A jump into freedom (a personal story)


“Take a dip in the ocean”, she said. “Why don’t you strip down to your swimsuit, run straight in and dive under the next wave?”  What  a strange lady to be telling me to do this? I don’t even know who she is or where she came from. Yet she wants me to run into the ocean.

My first thought. Yes! This looks like so much fun. Before she knew it I was all wet and asking for more.

Only this action was in my mind. I still stood frozen on the side of the beach watching the water lap up against my feet teasing and tempting me.  I can’t just jump in, I told myself. What is under the surface? What is lurking below? How will I be ok?

It did not matter that there were people all around me laughing and jumping around in the water. No this was irrelevant.  You see I was the one with the phobia, they obviously were not.

So I stayed anchored, strong in my ground. I was not budging. No, today was not the day to conquer my fear of sharks. It didn’t matter that I used to windsurf, that was on the surface, not underneath.

As I waited and wondered, more people streamed past me.  They joined the throng of others cooling down on this hot summer day.  Not me. What a wimp I was compared to all those immersed in the water. Could I not muster up even a moment of courage and try? Oh how I wish.

So I waited.

And I waited.


Bored. Frustrated. By myself. Not having fun.

It was hot. It was stinking hot and I was perspiring enough to look like I had already had my dip.

I tried logic. Yes I went through the statistics, the rationale and reason.  Yes I know, there are more accidents on the road than there are shark attacks etc.

But then I quickly jumped back to the stories in the papers of people surviving, not surviving. I saw the dangers as real and not just in the movies, even though this is where my phobia started.

My logic soon tired out and I no longer could rationalise my way out of at least getting in the water.  Not hard for most, a giant wall to assail and climb over for me.

So I stopped my worry and wondering for a moment.  I turned inward to this little person inside of me and had a chat.  

What are you so worried about?

Oh nothing really, just dying from a shark.

Oh is that all.  Do you think that worrying is going to help you get anywhere.

Yes, well at least it keeps me safe and dry.

But you are missing out on the surface support.  Being far away from all is not for you.

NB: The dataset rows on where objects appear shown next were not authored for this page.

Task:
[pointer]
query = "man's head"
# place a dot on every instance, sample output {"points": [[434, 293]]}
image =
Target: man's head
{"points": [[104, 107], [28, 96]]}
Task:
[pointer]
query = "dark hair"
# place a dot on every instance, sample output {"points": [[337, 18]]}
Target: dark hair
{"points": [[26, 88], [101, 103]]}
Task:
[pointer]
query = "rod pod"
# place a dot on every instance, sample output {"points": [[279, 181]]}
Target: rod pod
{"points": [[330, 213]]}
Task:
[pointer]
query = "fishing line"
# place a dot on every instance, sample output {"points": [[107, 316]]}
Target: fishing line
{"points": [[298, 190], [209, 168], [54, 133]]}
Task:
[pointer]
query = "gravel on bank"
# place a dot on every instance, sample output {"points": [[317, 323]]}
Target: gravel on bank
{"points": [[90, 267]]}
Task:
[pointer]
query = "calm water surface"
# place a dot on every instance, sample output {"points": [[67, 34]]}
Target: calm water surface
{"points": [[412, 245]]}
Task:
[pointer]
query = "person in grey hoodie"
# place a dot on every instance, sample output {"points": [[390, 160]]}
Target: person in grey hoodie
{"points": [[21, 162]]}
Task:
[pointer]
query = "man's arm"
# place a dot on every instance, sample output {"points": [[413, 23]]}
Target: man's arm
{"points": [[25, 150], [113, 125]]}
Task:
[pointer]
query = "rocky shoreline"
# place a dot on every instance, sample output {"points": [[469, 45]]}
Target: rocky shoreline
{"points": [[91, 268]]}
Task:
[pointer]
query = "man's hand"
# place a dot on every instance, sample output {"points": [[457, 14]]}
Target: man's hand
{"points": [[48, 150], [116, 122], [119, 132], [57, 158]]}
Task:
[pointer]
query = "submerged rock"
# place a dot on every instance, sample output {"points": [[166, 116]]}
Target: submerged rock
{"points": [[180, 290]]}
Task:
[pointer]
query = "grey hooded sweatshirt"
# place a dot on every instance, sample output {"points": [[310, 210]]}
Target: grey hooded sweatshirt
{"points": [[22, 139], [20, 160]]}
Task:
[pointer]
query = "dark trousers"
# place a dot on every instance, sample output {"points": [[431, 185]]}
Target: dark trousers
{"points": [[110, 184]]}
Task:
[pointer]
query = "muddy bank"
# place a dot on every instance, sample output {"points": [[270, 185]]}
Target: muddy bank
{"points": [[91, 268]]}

I don’t know what it was but something else took over. I felt this surge of energy well up inside of me from my feet to my head. I was buzzing. I was ready. But not enough. I risked a dip up to my waist but no further into the deep water.


Fast forward several years.

I am now on a boat anchored off the shore of an island in Australia.  The boat ride to our spot compounded my nerves with a doubling over from sea sickness. I was in no state to even move let alone jump in the water.  And there was still this lurking, creeping, hanging age old fear of sharks. How in the world could I jump in the water. It was deep. I could not see anything below me. No way.

But then I saw others in the water.  I also had a flash. I saw me in the water. I saw me free. I saw me alive. I saw me swimming full of life. It was a moment but a glimmer of the possibility.  So again I had one of those little chats with myself. (Yes you are noticing this is a habit of mine.) 

It just so happened I was on a spiritual personal development retreat. I was in this place to heal, grow and let go of limitations and fears. I knew what was holding me back. I knew they were creations of mine meaning I could also change them. It was my experience, no one else’s.  I created in my mind the association of sharks with some bad experiences in my life that were entirely unrelated.  It was my choice what I did. I could stay on the boat and regret not swimming or I could jump in.

So I connected. I connected to a place in me that was not filled with fear but love. I went into a place that I can only describe as peace. I was surprised to find this feeling amidst all the distracting fear self talk.  This place was calm, light, fun, joyful and me. This was the real me. This was the little girl before my life went in a direction of lost innocence. This was the unbridled, life loving, expansive me that came into this world. I remembered her. I remembered what it felt like to be uninhibited, carefree and in the moment.

As I connected to this new place inside of me I noticed that the feeling expanded more. I was very aware. Imagine you are holding in each of your hands two feelings. In one hand is the feeling of fear in the other is the feeling of joy. Forever the feeling of fear held me back, down and dwarfed the feeling of joy.  I could not even notice the joy in the other hand.  Yet in this moment the balance changed. The joy of being me, the joy of being alive, the joy of the moment took over and completely obliterated the fear.  Instead of holding each in different hands I was now arms outstretched trying to hold in immense joy, fun, excitement. It was amazing. And all of this in just minutes.

No one noticed. Others on the boat were disembarking into a boat for a ride to the shore. A couple of people had grabbed flippers and masks and were on their way swimming. Here I stood.  I stripped down to my swimmers. I grabbed some gear. Then I stood. I stood on the edge of the boat and looked out at the welcoming refreshing expansive green blue water waiting to embrace me. I stretched out my arms like an eagle and I soared as a ball of joy into the water.

I was free. I was alive. I was me.

I jumped into freedom.

One year on I can still go back to this feeling as if I am in it now. I also still work on holding the joy and not the fear. It is a conscious journey but one I gladly take every day.